5. Add Visualization

Let's make it easy to see what's happening with our agent.

def visualize_agent(agent, frame):
    plt.clf()
    grid = agent.grid_world.grid.copy()
    
    # Mark obstacles
    for obs in agent.grid_world.obstacles:
        grid[obs[1], obs[0]] = 2  # Different color for obstacles
    
    # Mark goal
    grid[agent.grid_world.goal[1], agent.grid_world.goal[0]] = 3  # Different color for goal
    
    # Mark agent position
    grid[agent.position[1], agent.position[0]] = 4  # Different color for agent
    
    plt.imshow(grid, cmap='viridis')
    plt.title(f'Frame {frame} - Agent at {agent.position} - Replans: {agent.replan_count}')
    plt.colorbar()
    
    # Draw path if exists
    if agent.path:
        path_x = [p[0] for p in agent.path]
        path_y = [p[1] for p in agent.path]
        plt.plot(path_x, path_y, 'r-', alpha=0.7, linewidth=2)
        
    plt.xticks(range(agent.grid_world.width))
    plt.yticks(range(agent.grid_world.height))

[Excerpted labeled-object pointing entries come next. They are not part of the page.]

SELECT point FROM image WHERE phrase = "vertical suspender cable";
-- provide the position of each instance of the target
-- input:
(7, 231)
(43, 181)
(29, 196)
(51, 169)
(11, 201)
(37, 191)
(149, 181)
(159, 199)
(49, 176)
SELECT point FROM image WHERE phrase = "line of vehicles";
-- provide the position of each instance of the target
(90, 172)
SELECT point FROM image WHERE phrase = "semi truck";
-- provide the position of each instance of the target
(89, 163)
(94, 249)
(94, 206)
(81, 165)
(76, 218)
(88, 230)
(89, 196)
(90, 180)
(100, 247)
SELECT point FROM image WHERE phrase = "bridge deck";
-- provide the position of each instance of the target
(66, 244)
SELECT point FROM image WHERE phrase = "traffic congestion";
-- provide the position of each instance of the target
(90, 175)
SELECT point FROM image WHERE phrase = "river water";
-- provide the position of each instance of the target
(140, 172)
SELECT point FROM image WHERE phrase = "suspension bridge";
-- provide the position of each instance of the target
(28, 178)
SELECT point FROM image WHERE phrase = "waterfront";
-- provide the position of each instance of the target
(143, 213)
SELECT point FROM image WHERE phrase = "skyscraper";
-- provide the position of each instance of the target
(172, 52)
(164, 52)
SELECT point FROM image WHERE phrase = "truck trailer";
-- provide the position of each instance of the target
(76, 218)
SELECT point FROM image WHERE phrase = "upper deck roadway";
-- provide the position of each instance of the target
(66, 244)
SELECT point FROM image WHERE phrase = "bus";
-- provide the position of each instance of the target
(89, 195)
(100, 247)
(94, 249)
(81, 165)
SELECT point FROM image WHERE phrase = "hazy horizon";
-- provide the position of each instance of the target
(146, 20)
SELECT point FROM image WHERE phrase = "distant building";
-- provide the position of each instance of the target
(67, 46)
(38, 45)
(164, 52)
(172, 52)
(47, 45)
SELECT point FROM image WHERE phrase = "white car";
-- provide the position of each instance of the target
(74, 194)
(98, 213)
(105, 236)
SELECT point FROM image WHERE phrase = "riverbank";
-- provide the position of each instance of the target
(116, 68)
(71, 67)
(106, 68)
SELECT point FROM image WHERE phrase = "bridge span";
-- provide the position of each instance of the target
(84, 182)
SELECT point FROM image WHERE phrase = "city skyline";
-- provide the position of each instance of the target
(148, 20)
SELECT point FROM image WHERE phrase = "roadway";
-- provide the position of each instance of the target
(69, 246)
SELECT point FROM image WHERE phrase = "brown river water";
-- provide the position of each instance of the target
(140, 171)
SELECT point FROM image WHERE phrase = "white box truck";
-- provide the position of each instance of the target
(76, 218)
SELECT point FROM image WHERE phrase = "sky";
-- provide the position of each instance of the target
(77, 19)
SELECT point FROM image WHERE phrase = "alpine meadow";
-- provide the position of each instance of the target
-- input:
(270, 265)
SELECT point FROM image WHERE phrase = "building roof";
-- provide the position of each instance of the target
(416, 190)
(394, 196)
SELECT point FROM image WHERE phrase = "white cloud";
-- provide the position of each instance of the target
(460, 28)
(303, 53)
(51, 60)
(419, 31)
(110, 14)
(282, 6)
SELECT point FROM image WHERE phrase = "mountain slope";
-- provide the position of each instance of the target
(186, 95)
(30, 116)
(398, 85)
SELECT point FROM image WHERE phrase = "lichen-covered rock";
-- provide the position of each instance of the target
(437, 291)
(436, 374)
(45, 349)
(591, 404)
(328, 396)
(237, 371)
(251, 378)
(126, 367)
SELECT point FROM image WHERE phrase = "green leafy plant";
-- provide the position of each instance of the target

This visualization shows us the grid, obstacles, goal, and agent position with the planned path in red.

6. Run the Simulation

Now let's put everything together in a main simulation loop.

def main_simulation():
    # Create environment
    world = GridWorld()
    
    # Add some initial obstacles
    for i in range(5):
        world.add_obstacle(random.randint(2, 18), random.randint(2, 18))
    
    # Create agent
    agent = StreamingAgent(world)
    
    # Set up visualization
    fig = plt.figure(figsize=(10, 10))
    
    def animate(frame):
        agent.update_environment()  # Update environment
        next_move = agent.get_next_move()  # Get next move
        agent.update_position(next_move[0], next_move[1])  # Move agent
        visualize_agent(agent, frame)  # Visualize
        
    # Create animation
    ani = animation.FuncAnimation(fig, animate, frames=50, interval=500, repeat=False)
    plt.show()
    
    return agent

# Run the simulation
if __name__ == "__main__":
    agent = main_simulation()

This creates a complete simulation where we can watch the agent navigate through the changing environment.

Summary

In this tutorial, we built a streaming decision agent that can adapt to changing environments in real-time. We created:

A grid world environment with obstacles and a moving goal
An online path planner that finds routes using A* algorithm
A streaming agent that makes decisions based on current information
A visualization system to see how the agent navigates

The agent demonstrates key concepts of partial reasoning (it doesn't plan the entire route), online replanning (it updates its plan when needed), and reactive adaptation (it responds to changes in the environment). This approach is essential for real-world applications like autonomous vehicles, robotics, and any system that needs to make decisions in dynamic situations.

While this is a simplified example, it demonstrates the core principles behind more advanced streaming decision agents used in industry today.